Podobnie jak zespół Low, który w 2018 roku oddał na płycie „Double Negative” emocje związane z Ameryką czasów prezydentury Trumpa, Lindeman pochyla się nad innym wielkim publicystycznym tematem – problemem katastrofy klimatycznej. I podobnie jak Low robi to bez niepotrzebnych fajerwerków. To nie jest płyta katastroficzna, raczej album w tekstach próbujący się mierzyć z prywatnymi emocjami związanymi ze świadomością wielkiej nieprzyjemnej zmiany. W otwierającym płytę utworze „Robber” śpiewa o chowaniu głowy w piasek. Nawet gdy złodziej przeskoczył już przez płot naszej posesji i wybił szybę w oknie, nadal nie chcemy uwierzyć, że nieszczęście mogłoby spotkać właśnie nas. Potem złodziejem okazuje się późny kapitalizm, z którym od dzieciństwa musimy flirtować, tańczyć, spać. Motyw ucieczki od myślenia o katastrofie pojawia się też w „Atlantic” czy w „Parking Lot”. Czy da się siedzieć nad brzegiem morza albo obserwować ptaki i nie myśleć o tym całym wielkim umieraniu?

Temat zagłady ekologicznej wprawdzie trafił już w ostatnich latach do mainstreamu i czołówki alternatywy – poprzez nagrania Thoma Yorke’a, billie eilish, Weyes Blood, Grimes czy 1975 – ale sam jakiś czas temu narzekałem, że skala i perspektywa klimatycznego armagedonu chyba trochę blokuje artystów.
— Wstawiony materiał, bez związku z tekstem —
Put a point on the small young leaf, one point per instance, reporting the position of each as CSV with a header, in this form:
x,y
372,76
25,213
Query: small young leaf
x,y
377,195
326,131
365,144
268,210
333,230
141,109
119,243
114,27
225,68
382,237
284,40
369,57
Zamiast rozniecać w nich śmiałe wizje, raczej ich paraliżuje.

Przypomina mi się natomiast playlista, którą stworzyła kilka lat temu inna Kanadyjka, Grimes. Umieściła na niej niezależnych, wtedy jeszcze często niespecjalnie znanych artystów – od Phoebe Ridgers (dziś już gwiazdy), przez poprockowe Now Now, rapera Lil Uzi Verta, japoński dreampop Yukari, po mroczne ambienty Grouper. Wspólnym mianownikiem dla zestawu był termin faé. Według Claire Boucher faé to „dzieciaki żyjące w czasach końca świata, tworzące sztukę oddającą nastrój czasów życia na ziemi, która już wkrótce może nie wykarmić ludzi. (…) Nie zawsze twórczość faé sprowadza się do tego, ale świadomość tego faktu jest dla nich nie do uniknięcia”. Pełzająca melancholia klimatyczna przebija również przez dzieło Lindeman, artystki mniej więcej o dekadę (czasem więcej) starszej od artystów z playlisty faé. „Ignorance” mogłoby być ślicznym, kameralnym i budzącym uczucie beztroski albumem, którego najlepiej posłuchać w samochodzie w drodze na jakiś festiwal, ale jest czymś więcej i czymś zgoła przeciwnym.     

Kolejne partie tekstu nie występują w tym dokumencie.